The truth, as known by avid recyclers, is vastly different. The plastic bag used to “contain” my potatoes is not a blue bin item. the moulded styrofoam used to “protect” my stereophonic equipment is a no-no. Bubble wrap? – forget it. The carton that is used to “transport” my juice? Not in MMBC’s program, thank you very much.
Who cherry-picked the manufacturers that are part of the program? Who decided that they needed to be cherry-picked? Who (because it certainly isn’t us, the citizens of B.C.) benefits from this minimalist and inadequate approach to recycling?
Before the intervention of MMBC, the list of recyclables was growing and, unhampered by restrictive regulation, local depots were finding more and more ways of accepting and recycling items that were not even on that growing list.
Bonnie Shideler nailed it when she stated, “I bet a lot of recyclables are going straight in the garbage now simply because its being made more and more of a challenge to do the right thing.”
I, for one, have quit trying to do the right thing.
After either watching the Emterra driver sift through my recycling bin and leave certain items on my lawn, the street or boulevard, or coming home to find the scattered mess, I decided to be a non-recycler.
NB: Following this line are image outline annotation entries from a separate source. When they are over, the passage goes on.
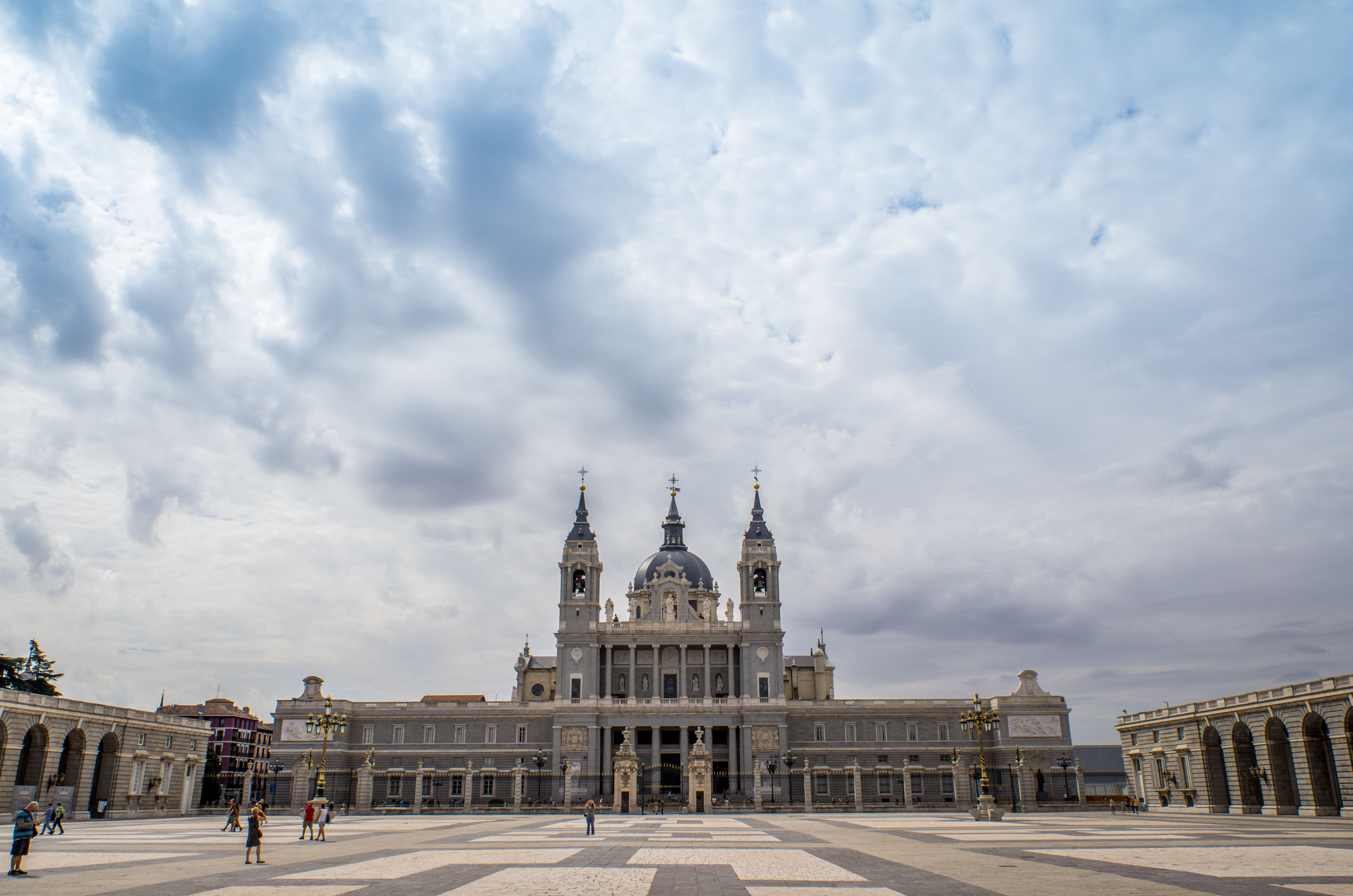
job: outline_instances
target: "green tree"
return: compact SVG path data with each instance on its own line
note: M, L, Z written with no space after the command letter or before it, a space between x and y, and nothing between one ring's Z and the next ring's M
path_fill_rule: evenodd
M207 744L207 762L202 769L202 805L221 800L221 753Z
M28 659L23 665L23 678L27 690L34 694L47 694L49 697L60 697L61 692L53 685L57 678L64 677L65 673L55 671L55 665L47 659L47 655L42 652L38 647L38 642L28 642Z

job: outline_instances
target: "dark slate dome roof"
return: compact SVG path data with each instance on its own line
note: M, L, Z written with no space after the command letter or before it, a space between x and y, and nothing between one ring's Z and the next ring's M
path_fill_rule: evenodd
M658 554L651 555L647 560L639 564L639 571L635 573L635 587L644 587L644 582L653 577L658 567L667 563L667 559L681 567L682 573L690 579L691 587L697 586L704 581L704 587L714 587L714 577L710 575L709 567L698 556L687 551L686 548L663 548Z

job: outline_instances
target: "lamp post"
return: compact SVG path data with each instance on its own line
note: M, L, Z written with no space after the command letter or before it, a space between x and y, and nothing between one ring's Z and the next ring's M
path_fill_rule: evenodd
M1072 799L1070 788L1066 784L1066 770L1073 765L1076 765L1076 761L1063 753L1062 755L1053 759L1053 765L1055 765L1062 770L1062 801L1066 803Z
M986 781L986 748L982 743L984 731L996 731L1001 724L1001 717L990 709L982 709L982 698L973 694L973 708L958 717L958 727L963 731L977 732L977 761L982 769L982 796L990 796L990 785Z
M319 748L319 781L315 784L315 796L323 797L325 761L329 758L329 732L337 731L338 734L345 734L348 731L348 716L346 713L341 716L334 715L333 697L325 697L325 711L322 715L310 713L310 719L306 720L306 734L315 734L317 731L325 732L325 743Z
M530 761L536 763L536 803L540 803L540 777L545 770L545 763L549 762L549 757L545 755L544 750L536 750L536 755Z

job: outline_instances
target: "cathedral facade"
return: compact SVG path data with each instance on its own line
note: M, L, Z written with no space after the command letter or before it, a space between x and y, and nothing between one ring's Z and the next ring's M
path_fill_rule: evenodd
M1012 694L981 701L982 709L1001 717L999 730L984 735L981 751L976 732L961 724L961 715L973 708L970 698L842 698L821 639L808 654L785 652L781 560L764 516L758 485L725 596L709 566L686 545L686 522L672 489L662 543L639 563L622 596L607 597L583 491L559 562L555 652L522 648L510 700L331 697L333 712L346 713L349 724L322 747L322 735L307 734L304 724L308 713L322 712L325 700L322 679L313 675L300 697L277 702L273 757L294 774L313 778L322 747L329 769L360 769L382 778L369 797L376 805L396 794L409 803L406 790L413 805L426 804L426 780L433 778L472 788L468 794L461 789L463 803L486 793L529 801L524 773L545 769L607 781L617 757L637 761L648 792L676 788L679 793L693 750L709 762L716 796L743 794L754 776L777 769L852 770L869 778L875 801L894 805L904 799L923 803L912 793L913 781L947 776L947 793L935 784L924 801L962 808L981 754L993 769L993 782L994 769L1009 778L1011 799L1019 799L1013 780L1023 763L1030 781L1026 799L1032 799L1035 771L1042 789L1057 755L1070 754L1065 698L1039 688L1035 673L1020 673ZM403 778L414 776L418 784L406 786ZM613 793L606 785L582 790L603 800ZM365 799L353 793L359 804ZM793 786L789 793L812 797ZM440 803L434 789L432 797Z

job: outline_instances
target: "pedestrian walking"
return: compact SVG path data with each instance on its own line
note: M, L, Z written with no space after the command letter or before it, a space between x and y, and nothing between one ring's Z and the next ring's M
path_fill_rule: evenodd
M258 859L256 865L267 865L262 861L262 826L268 823L268 816L264 813L264 803L260 800L254 803L253 808L249 809L249 839L245 841L245 865L249 865L249 850L254 850L254 857Z
M38 834L38 801L34 800L14 816L14 846L9 847L9 876L27 874L23 870L23 857L28 854L28 845Z
M51 835L57 828L57 805L54 803L47 803L47 811L42 813L42 834Z
M298 841L306 839L306 830L310 830L310 839L315 839L315 804L314 801L306 803L306 813L300 816L300 836Z

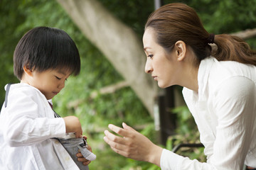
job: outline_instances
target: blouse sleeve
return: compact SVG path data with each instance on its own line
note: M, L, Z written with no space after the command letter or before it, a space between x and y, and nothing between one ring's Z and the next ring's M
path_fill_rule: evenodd
M248 152L255 120L255 84L250 79L234 76L216 88L213 106L218 117L213 153L207 163L164 149L164 170L242 169Z
M64 120L43 116L46 107L39 102L31 91L10 91L3 118L4 137L10 146L31 145L65 135Z

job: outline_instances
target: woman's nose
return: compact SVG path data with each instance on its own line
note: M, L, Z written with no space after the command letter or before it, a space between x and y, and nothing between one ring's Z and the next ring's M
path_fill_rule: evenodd
M145 72L146 73L151 73L153 71L151 62L149 60L146 60L146 64L145 64Z

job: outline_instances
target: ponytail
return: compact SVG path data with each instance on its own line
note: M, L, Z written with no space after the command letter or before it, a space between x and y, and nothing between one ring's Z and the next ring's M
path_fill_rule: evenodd
M235 61L256 66L256 52L241 38L227 34L215 35L214 43L217 48L213 49L211 55L218 61Z

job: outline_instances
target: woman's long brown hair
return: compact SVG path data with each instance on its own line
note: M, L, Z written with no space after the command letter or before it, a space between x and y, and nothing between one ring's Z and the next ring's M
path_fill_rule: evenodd
M215 35L213 50L208 44L210 34L203 28L196 12L191 7L174 3L160 7L149 17L145 26L153 28L157 42L170 52L176 42L183 40L192 47L197 57L196 64L212 55L218 61L236 61L256 65L256 52L238 37Z

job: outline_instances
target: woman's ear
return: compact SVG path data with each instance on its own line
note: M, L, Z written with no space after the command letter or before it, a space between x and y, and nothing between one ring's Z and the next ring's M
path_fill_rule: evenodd
M28 74L28 76L32 76L32 69L29 68L28 65L23 66L23 71L25 74Z
M175 43L176 55L178 62L184 60L186 57L186 43L182 40L178 40Z

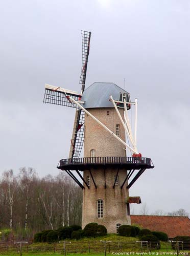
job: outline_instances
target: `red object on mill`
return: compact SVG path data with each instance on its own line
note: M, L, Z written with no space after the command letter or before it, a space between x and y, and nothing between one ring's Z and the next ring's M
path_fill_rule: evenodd
M142 155L140 153L139 154L133 154L132 155L133 157L141 157Z

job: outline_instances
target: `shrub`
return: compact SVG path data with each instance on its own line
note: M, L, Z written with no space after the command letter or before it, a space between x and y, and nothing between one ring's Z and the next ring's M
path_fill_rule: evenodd
M84 236L84 231L82 229L73 231L72 233L72 239L78 240L81 239Z
M84 235L87 238L94 237L98 236L98 227L97 223L91 222L86 225L84 228Z
M102 237L106 236L107 231L106 228L103 225L98 225L92 222L87 224L84 228L84 236L89 238Z
M107 231L106 228L103 225L98 225L98 235L99 237L102 237L103 236L106 236L108 231Z
M136 227L129 225L122 225L118 229L118 233L124 237L136 237L138 232L139 230Z
M179 243L179 249L189 250L190 248L190 237L178 236L174 238L173 241L180 241L183 243ZM176 250L177 248L177 242L172 243L172 248Z
M155 236L160 241L167 242L168 241L168 237L167 234L163 232L160 232L159 231L153 231L152 234Z
M39 232L39 233L36 233L34 237L34 242L35 243L37 243L38 242L41 242L41 236L42 234L42 232Z
M48 233L46 238L48 243L57 242L59 238L59 232L57 230L52 230Z
M140 230L140 228L136 226L132 226L132 227L133 227L135 230L136 236L138 236L138 234L139 233Z
M152 234L152 233L150 230L149 230L149 229L145 228L144 229L141 229L141 230L139 231L138 237L140 238L143 236L147 236L147 234Z
M140 238L141 241L148 241L149 243L151 243L151 248L155 248L157 249L160 248L160 243L159 239L155 236L152 234L148 234L142 236Z
M70 227L61 227L57 231L59 232L59 240L64 240L66 238L71 238L73 230Z
M43 231L41 231L41 242L42 242L43 243L47 242L47 234L51 231L52 231L52 229L49 229L48 230L43 230Z
M72 225L72 226L69 226L69 227L70 227L73 231L77 231L82 229L81 227L79 225Z

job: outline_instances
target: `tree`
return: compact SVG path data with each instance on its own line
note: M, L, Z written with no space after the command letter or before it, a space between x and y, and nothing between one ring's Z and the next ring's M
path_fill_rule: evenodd
M25 202L25 229L27 230L28 226L28 208L30 200L30 192L32 189L32 181L36 177L35 170L31 167L27 169L25 167L20 168L19 174L19 188L22 191Z
M147 207L147 204L144 203L142 204L140 210L140 214L141 215L148 215L149 210Z
M165 215L163 210L161 209L158 209L155 210L154 212L152 214L152 215L156 215L157 216L162 216L163 215Z
M179 210L168 212L170 216L189 216L189 214L184 209L180 208Z
M17 186L17 180L13 175L13 170L10 169L4 172L3 174L3 181L2 183L4 191L6 195L6 199L8 202L10 209L9 227L13 227L13 206L14 196Z

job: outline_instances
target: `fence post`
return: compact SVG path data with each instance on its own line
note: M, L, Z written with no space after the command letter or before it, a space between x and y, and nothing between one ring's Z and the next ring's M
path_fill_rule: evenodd
M177 255L178 255L179 254L179 242L177 241Z
M103 243L104 243L104 256L106 256L106 242L111 243L111 241L100 240L100 242L103 242Z

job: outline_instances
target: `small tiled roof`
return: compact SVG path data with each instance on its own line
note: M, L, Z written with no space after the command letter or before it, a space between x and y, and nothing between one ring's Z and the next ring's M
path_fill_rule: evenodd
M190 219L187 217L131 215L132 224L138 224L151 231L160 231L169 238L190 236Z
M140 197L129 197L127 199L127 203L130 204L141 204Z

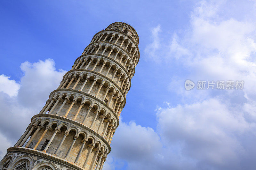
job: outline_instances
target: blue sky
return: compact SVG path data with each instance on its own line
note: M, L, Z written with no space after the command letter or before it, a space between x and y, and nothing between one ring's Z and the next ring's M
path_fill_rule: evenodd
M1 156L92 36L120 21L136 30L140 58L104 169L255 167L254 1L0 4ZM188 79L244 87L187 91Z

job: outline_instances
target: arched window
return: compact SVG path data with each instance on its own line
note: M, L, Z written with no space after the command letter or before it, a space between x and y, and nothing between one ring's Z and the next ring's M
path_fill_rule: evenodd
M11 159L9 159L5 162L4 164L4 165L3 166L3 168L1 169L9 169L9 168L8 168L9 167L9 165L10 165L11 160Z
M53 170L52 168L48 166L41 166L37 169L37 170Z
M16 164L14 170L29 170L30 163L27 159L23 159Z

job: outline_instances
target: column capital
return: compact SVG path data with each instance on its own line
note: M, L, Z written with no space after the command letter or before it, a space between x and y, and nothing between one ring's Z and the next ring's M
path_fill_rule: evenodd
M36 124L33 124L32 125L32 127L34 128L34 129L37 128L38 128L38 126Z
M27 127L27 128L26 128L26 130L27 130L27 129L31 129L31 128L32 128L32 125L29 125L28 126L28 127Z
M95 147L95 145L93 144L89 144L87 145L88 147L90 147L91 149L92 149Z
M60 129L57 128L55 128L55 131L56 132L56 133L58 132L59 133L60 133L61 132L60 131Z

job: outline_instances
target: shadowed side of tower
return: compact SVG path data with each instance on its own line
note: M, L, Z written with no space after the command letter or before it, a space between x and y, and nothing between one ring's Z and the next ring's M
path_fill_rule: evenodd
M139 37L117 22L96 33L0 162L1 169L101 170L140 58Z

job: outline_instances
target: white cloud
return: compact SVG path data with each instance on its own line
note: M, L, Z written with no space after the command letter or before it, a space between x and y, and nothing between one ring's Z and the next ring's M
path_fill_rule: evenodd
M151 38L153 41L152 43L147 46L144 50L144 52L147 54L148 57L156 62L159 61L159 54L156 54L156 52L161 47L161 41L158 34L161 31L161 28L159 25L151 28Z
M10 77L3 74L0 75L0 92L4 92L10 96L17 95L20 89L19 84L13 80L10 80Z
M6 87L0 92L0 135L9 140L4 144L17 142L31 117L40 111L50 93L60 83L66 71L56 70L54 66L51 59L32 63L24 63L20 67L24 75L19 84L10 80L9 77L0 76L0 79L4 80L1 81L1 85ZM0 152L5 153L5 148L4 150L1 150L3 148L0 148Z

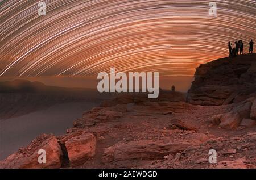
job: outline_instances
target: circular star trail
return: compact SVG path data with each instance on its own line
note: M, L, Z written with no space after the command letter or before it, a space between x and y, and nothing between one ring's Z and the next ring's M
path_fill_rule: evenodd
M159 72L191 76L200 64L256 40L255 1L0 1L0 76ZM217 16L209 3L217 3Z

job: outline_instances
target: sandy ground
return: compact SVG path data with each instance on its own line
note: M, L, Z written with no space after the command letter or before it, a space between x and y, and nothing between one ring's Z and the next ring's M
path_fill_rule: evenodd
M18 118L0 120L0 160L27 146L42 133L59 135L73 126L74 119L96 105L91 102L56 104Z

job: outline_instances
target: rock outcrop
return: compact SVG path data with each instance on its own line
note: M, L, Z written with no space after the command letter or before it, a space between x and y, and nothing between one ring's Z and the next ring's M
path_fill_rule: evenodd
M187 102L192 104L217 106L237 103L255 95L256 54L224 58L201 64Z
M95 154L95 136L82 129L60 137L43 134L24 148L0 161L0 168L42 169L74 167ZM46 162L39 163L39 150L45 151Z
M38 161L40 149L46 151L45 164L40 164ZM53 135L43 134L33 140L26 148L20 148L19 152L0 161L0 168L60 168L62 154L56 137Z

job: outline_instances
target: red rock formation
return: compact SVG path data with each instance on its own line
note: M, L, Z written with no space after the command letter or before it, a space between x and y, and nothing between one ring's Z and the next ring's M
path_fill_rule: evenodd
M201 64L188 91L187 102L216 106L238 102L256 92L256 54Z

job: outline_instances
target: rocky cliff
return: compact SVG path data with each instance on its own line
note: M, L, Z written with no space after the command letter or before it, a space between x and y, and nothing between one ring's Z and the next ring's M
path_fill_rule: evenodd
M226 57L196 68L187 102L216 106L238 103L256 93L256 54Z
M106 101L66 134L39 136L0 168L256 168L255 60L246 55L200 65L187 99L194 104L164 90L156 99ZM39 149L46 164L38 163Z

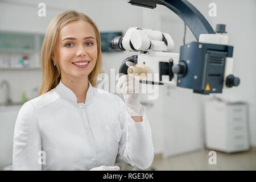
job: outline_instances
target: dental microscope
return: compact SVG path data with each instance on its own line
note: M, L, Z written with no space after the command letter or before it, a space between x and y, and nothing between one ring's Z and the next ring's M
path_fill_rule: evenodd
M228 44L225 24L214 31L204 16L186 0L127 0L143 7L162 5L173 11L190 29L197 42L185 43L180 53L172 52L174 42L167 33L152 29L131 27L123 36L112 38L109 46L117 51L137 52L123 60L119 73L129 75L141 83L193 89L194 93L221 93L223 89L239 85L232 74L233 47Z

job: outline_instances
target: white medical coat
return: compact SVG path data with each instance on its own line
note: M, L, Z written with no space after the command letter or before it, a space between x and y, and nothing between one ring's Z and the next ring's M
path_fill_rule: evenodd
M118 152L136 168L150 166L154 148L146 112L142 122L135 122L119 97L88 82L85 104L77 103L60 81L22 106L14 130L13 170L113 166Z

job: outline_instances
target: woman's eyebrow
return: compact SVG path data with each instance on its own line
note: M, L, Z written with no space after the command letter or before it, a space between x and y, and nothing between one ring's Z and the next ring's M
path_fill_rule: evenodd
M84 39L95 39L95 38L93 36L86 36L86 38L84 38L84 39L82 39L84 40ZM75 38L66 38L64 39L63 40L62 40L62 41L63 42L66 39L76 40L76 39Z

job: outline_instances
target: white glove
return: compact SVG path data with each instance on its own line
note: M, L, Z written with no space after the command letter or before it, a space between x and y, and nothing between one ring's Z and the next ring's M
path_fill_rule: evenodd
M89 171L119 171L120 167L119 166L101 166L100 167L96 167Z
M128 75L122 75L118 80L117 87L122 90L128 112L131 116L143 115L144 110L139 99L139 80Z

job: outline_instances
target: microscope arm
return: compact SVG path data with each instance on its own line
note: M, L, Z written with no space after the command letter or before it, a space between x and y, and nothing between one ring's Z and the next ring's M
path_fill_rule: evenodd
M129 3L151 9L156 7L156 4L163 5L158 1L152 0L127 0ZM174 6L184 15L187 26L189 28L193 35L199 41L200 34L215 34L207 20L201 13L187 0L166 0L166 2ZM166 5L163 5L174 11L183 20L182 16L177 11L171 9Z

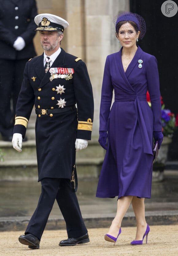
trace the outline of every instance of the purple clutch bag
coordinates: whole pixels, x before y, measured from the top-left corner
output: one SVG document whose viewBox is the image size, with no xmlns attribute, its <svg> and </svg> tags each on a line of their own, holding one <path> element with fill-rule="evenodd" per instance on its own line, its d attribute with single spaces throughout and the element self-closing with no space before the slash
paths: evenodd
<svg viewBox="0 0 178 256">
<path fill-rule="evenodd" d="M 158 142 L 157 141 L 154 144 L 153 148 L 153 164 L 156 161 L 158 154 Z"/>
</svg>

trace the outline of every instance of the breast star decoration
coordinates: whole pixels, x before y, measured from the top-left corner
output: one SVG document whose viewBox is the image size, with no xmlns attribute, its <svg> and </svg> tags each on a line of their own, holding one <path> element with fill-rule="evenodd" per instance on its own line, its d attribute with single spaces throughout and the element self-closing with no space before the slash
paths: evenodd
<svg viewBox="0 0 178 256">
<path fill-rule="evenodd" d="M 58 100 L 57 101 L 58 101 L 58 103 L 56 105 L 59 105 L 59 108 L 64 108 L 64 106 L 66 105 L 65 103 L 66 103 L 66 101 L 65 101 L 65 99 L 63 99 L 63 100 L 62 100 L 61 98 L 60 99 L 60 101 Z"/>
<path fill-rule="evenodd" d="M 60 93 L 61 95 L 63 93 L 65 93 L 64 90 L 65 90 L 65 88 L 64 88 L 64 85 L 62 86 L 60 84 L 58 86 L 56 86 L 57 89 L 55 90 L 57 92 L 57 94 Z"/>
</svg>

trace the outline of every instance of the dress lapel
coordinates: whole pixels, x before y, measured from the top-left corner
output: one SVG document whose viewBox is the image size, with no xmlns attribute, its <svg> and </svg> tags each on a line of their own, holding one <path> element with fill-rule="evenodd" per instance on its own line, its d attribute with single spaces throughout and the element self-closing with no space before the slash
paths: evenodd
<svg viewBox="0 0 178 256">
<path fill-rule="evenodd" d="M 120 72 L 121 75 L 126 85 L 129 87 L 130 89 L 131 89 L 132 91 L 133 91 L 134 92 L 134 89 L 132 88 L 132 87 L 131 86 L 129 82 L 129 81 L 128 81 L 127 78 L 127 76 L 126 76 L 126 73 L 124 72 L 124 68 L 123 68 L 123 66 L 122 65 L 122 48 L 123 47 L 122 47 L 122 48 L 120 49 L 120 50 L 118 52 L 119 60 L 118 61 L 118 68 L 119 69 L 119 70 Z"/>
<path fill-rule="evenodd" d="M 142 50 L 141 50 L 140 47 L 138 46 L 138 49 L 137 50 L 137 52 L 135 53 L 134 57 L 128 66 L 128 67 L 127 68 L 127 70 L 126 71 L 126 76 L 127 77 L 128 77 L 129 76 L 129 75 L 132 72 L 135 65 L 138 65 L 139 63 L 138 62 L 138 61 L 139 60 L 140 60 L 141 58 L 141 56 L 142 53 Z"/>
<path fill-rule="evenodd" d="M 61 48 L 61 52 L 57 57 L 51 67 L 65 67 L 66 64 L 64 63 L 65 54 L 65 52 Z M 37 68 L 39 68 L 39 70 L 41 70 L 41 66 L 43 67 L 44 66 L 44 53 L 43 53 L 41 56 L 41 58 L 39 59 L 39 61 L 37 64 Z M 37 70 L 38 70 L 37 69 Z M 46 73 L 44 68 L 41 74 L 41 77 L 40 78 L 41 79 L 41 81 L 39 85 L 39 88 L 41 88 L 48 83 L 50 81 L 49 78 L 51 77 L 50 73 L 48 71 Z"/>
</svg>

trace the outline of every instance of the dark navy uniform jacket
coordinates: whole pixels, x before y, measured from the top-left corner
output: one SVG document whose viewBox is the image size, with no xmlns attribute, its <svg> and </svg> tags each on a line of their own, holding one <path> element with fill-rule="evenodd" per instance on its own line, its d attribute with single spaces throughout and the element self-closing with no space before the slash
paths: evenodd
<svg viewBox="0 0 178 256">
<path fill-rule="evenodd" d="M 61 113 L 38 114 L 35 127 L 39 180 L 44 177 L 71 179 L 76 138 L 91 139 L 94 113 L 91 85 L 85 63 L 62 48 L 51 67 L 61 68 L 61 74 L 57 74 L 61 77 L 65 68 L 69 73 L 67 76 L 70 74 L 68 80 L 52 80 L 50 70 L 45 72 L 43 61 L 43 54 L 26 64 L 14 133 L 24 137 L 34 104 L 36 109 L 45 112 L 46 109 L 64 109 L 76 103 L 77 111 L 69 108 Z"/>
<path fill-rule="evenodd" d="M 35 0 L 0 0 L 1 59 L 28 59 L 35 56 L 33 39 L 37 27 L 34 18 L 37 14 Z M 25 43 L 20 51 L 13 47 L 18 36 Z"/>
</svg>

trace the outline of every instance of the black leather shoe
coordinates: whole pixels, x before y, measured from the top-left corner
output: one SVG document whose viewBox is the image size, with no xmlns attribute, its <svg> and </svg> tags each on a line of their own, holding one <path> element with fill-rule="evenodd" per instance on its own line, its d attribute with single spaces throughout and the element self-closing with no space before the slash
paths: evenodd
<svg viewBox="0 0 178 256">
<path fill-rule="evenodd" d="M 66 240 L 62 240 L 59 245 L 60 246 L 71 246 L 78 244 L 85 244 L 90 242 L 88 233 L 80 237 L 72 237 Z"/>
<path fill-rule="evenodd" d="M 38 238 L 32 235 L 22 235 L 18 238 L 18 241 L 23 245 L 28 245 L 30 249 L 39 249 L 40 241 Z"/>
</svg>

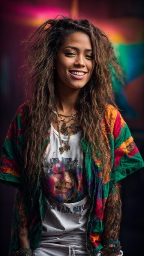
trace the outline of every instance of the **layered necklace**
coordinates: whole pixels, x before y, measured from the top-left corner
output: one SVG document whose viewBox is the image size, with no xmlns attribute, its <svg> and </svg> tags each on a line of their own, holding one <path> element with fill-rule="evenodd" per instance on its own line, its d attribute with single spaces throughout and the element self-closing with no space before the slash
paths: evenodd
<svg viewBox="0 0 144 256">
<path fill-rule="evenodd" d="M 72 132 L 75 132 L 75 126 L 78 121 L 78 112 L 77 111 L 74 114 L 71 114 L 69 115 L 66 115 L 60 114 L 57 108 L 56 107 L 56 111 L 53 111 L 56 115 L 56 118 L 55 119 L 55 121 L 57 123 L 58 131 L 59 134 L 59 138 L 60 140 L 60 147 L 59 148 L 59 151 L 61 154 L 62 154 L 64 151 L 67 151 L 70 149 L 71 146 L 69 145 L 69 141 L 70 137 Z M 60 119 L 59 120 L 58 118 Z M 71 120 L 73 120 L 73 124 L 70 125 L 70 126 L 66 126 L 69 123 Z M 60 125 L 61 127 L 60 127 Z M 70 130 L 69 132 L 69 129 Z M 64 143 L 64 145 L 62 146 L 62 139 L 60 132 L 65 134 L 66 132 L 68 134 L 68 137 L 66 143 Z"/>
</svg>

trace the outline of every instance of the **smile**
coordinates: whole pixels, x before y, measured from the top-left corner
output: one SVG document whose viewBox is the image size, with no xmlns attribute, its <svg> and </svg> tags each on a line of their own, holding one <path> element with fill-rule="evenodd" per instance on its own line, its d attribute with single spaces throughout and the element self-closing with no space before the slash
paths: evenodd
<svg viewBox="0 0 144 256">
<path fill-rule="evenodd" d="M 70 71 L 70 72 L 73 75 L 77 75 L 77 76 L 82 76 L 85 74 L 84 72 L 76 72 L 75 71 Z"/>
<path fill-rule="evenodd" d="M 83 71 L 79 72 L 78 71 L 69 71 L 71 76 L 76 79 L 82 79 L 86 74 L 86 72 Z"/>
</svg>

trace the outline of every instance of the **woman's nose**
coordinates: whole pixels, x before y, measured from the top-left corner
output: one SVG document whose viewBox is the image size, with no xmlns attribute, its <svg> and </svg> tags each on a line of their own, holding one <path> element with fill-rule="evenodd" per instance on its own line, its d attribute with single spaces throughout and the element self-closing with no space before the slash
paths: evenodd
<svg viewBox="0 0 144 256">
<path fill-rule="evenodd" d="M 74 65 L 75 66 L 84 67 L 85 65 L 83 56 L 81 55 L 78 55 L 75 60 Z"/>
</svg>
That is after being an avid recycler, both at home and on the job site, for more than 30 years.
I’ve been a non-recycler for awhile now and I am astounded at the time it frees up by just stuffing everything in the garbage, the space it frees up without those damn bins (and all the containers for the stuff the bins don’t take) all over the place, the guilt it frees up over wondering if you’re doing the right thing.
Now, don’t get me wrong. I’m still a recycler, just not here in B.C. When I vacation in Mexico, in a town about the size of Enderby, I can recycle plastic bags, glass and all sorts of stuff that you can’t here.
When I visit my in-laws in Ontario, I can recycle there, because the program makes sense.
I just hope that, in my lifetime, B.C. comes up with a sensible, inclusive plan for recycling that will make people want to contribute their small efforts towards a common good. MMBC ain’t it.